The Comparison Operator == (Equality operator) and === (Identity Operator) are used to compare two values. They are also known as the loosely equal (==) operator and the strict identical (===) operator.
| Symbol | Name | Example | Output |
|---|---|---|---|
| == | Equality | $a == $b | TRUE if $a is equal to $b after type juggling |
| === | Identity | $a === $b | TRUE if $a is equal to $b, and both are of the same type |
PHP Operators: There are lots of operators in PHP but == and === operator performs similar kind of task strictly or casually.
- If operands are of different type then == and === will produce different results.The speed of the operators will be different in this case as == will perform type conversion and then do the comparison.
- If operands are of same type then both == and === will produce same results.
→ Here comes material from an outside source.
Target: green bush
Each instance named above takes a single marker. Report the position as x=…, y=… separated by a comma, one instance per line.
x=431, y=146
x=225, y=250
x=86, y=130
The speed of both operators is almost identical in this case as no type conversion is performed by any of the operators.
Equality operator == converts the data type temporarily to see if its value is equal to the other operand, whereas === (the identity operator) doesn’t need to do any type casting and thus less work is done, which makes it faster than ==.
Example 1:
<?php
// 0 == 0 -> true as first type
// conversion is done and then
// checked if it is equal or not
var_dump(0 == "a");
// 1 == 1 -> true
var_dump("1" == "01");
// 10 == 10 -> true
var_dump("10" == "1e1");
// 100 == 100 -> true
var_dump(100 == "1e2");
// 0 === "a" -> false in this type
// conversion is not done only
// checking is there if they are
// equal or not
var_dump(0 === "a");
// "1" === "01" -> false
var_dump("1" === "01");
// "10" === "1e1" -> false
var_dump("10" === "1e1");
// 100 == "1e2" -> false
var_dump(100 === "1e2");
switch ("a") {
case 0:
echo "In first case";
break;
// Never reached because "a" is already
// matched with 0 as in switch == is used
case "a":
echo "In second case";
break;
}
?>
Output:
bool(true) bool(true) bool(true) bool(true) bool(false) bool(false) bool(false) bool(false) In first case
Example 2:
<?php
// TRUE - same as (bool)1 == TRUE
var_dump(1 == TRUE);
// TRUE - same as (bool)0 == FALSE
var_dump(0 == FALSE);
// FALSE - not same 1 and TRUE as
// 1 is integer and TRUE is boolean
var_dump(1 === TRUE);
// FALSE - not same 0 and FALSE as 0
// is integer and FALSE is boolean
var_dump(0 === FALSE);
?>
Output:
bool(true) bool(true) bool(false) bool(false)
Note: The === operator performs a 'typesafe comparison', it will only return true only if both operands have the same type and value whereas if only value is to be compared == is used.